Es kann zumindest jenen Republikanern ein wenig Rückversicherung bieten, die Trump kritisch sehen, aber von der Sorge geplagt werden, dass die Demokraten radikal nach links abdriften. Es wird nicht um Unmengen von Stimmen gehen, aber vielleicht genug, um den Ausschlag zu geben.

Wie wichtig ist für die Biden-Kampagne die Unterstützung der Obamas? Es scheint, als wäre die nicht so ausgeprägt, wie sie sein könnte.

Barack Obama war sehr vorsichtig. Er hat Biden erst seine Unterstützung zugesichert, als der aus eigener Kraft die Vorwahl gewonnen hatte. Ich denke, Obama war nicht wirklich sicher, ob Biden es schaffen würde. Sie scheinen eine wirklich enge Freundschaft zu pflegen. Aber in der Tat schien Obama einer Präsidentschaftskandidatur von Biden eher reserviert gegenüberzustehen. Ob das so stimmt, wissen aber wohl nur die beiden. Aber klar, Obamas Unterstützung ist immens wichtig für Biden. Zum einen, weil er in der afroamerikanischen Bevölkerung ungemein beliebt ist. Zum anderen erinnert er die Menschen daran, dass unter ihm und Vizepräsident Biden vieles besser war als jetzt.

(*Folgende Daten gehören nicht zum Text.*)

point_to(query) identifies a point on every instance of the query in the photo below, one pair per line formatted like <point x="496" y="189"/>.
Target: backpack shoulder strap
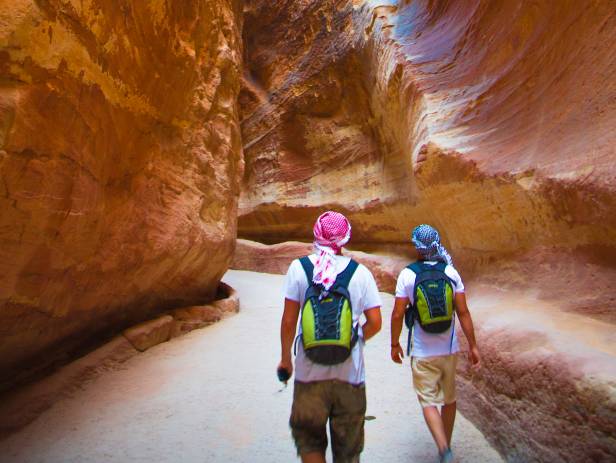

Am Montag startet der Nominierungsparteitag der Republikaner. Gibt es etwas, das die Republikaner vom Parteitag der Demokraten lernen können? Virtuelle Parteitage sind ja für beide Parteien Neuland.

Ich denke nicht. Beide Parteien existieren dafür in zu unterschiedlichen Ökosystemen. Die Republikaner werden sich stark auf Themen wie Recht und Ordnung konzentrieren. Die Botschaft ihres Parteitages wird sich komplett von der der Demokraten unterscheiden.

Viel ist noch nicht über den Ablauf bekannt. Sicher ist wohl nur, dass Trump seine Rede am kommenden Donnerstag im Weißen Haus hält. Manche sagen, er bringt damit zumindest seine Mitarbeiter in eine rechtliche Bredouille, weil parteipolitische Aktivitäten und Regierungsgeschäfte nicht vermengt werden dürfen. Wie sehen Sie das?

Ach wissen Sie, Trump hat so viele Regeln, so viele geschriebene wie ungeschriebene Gesetze gebrochen, da fällt so etwas kaum noch ins Gewicht. Die Menschen haben da längst den Überblick verloren.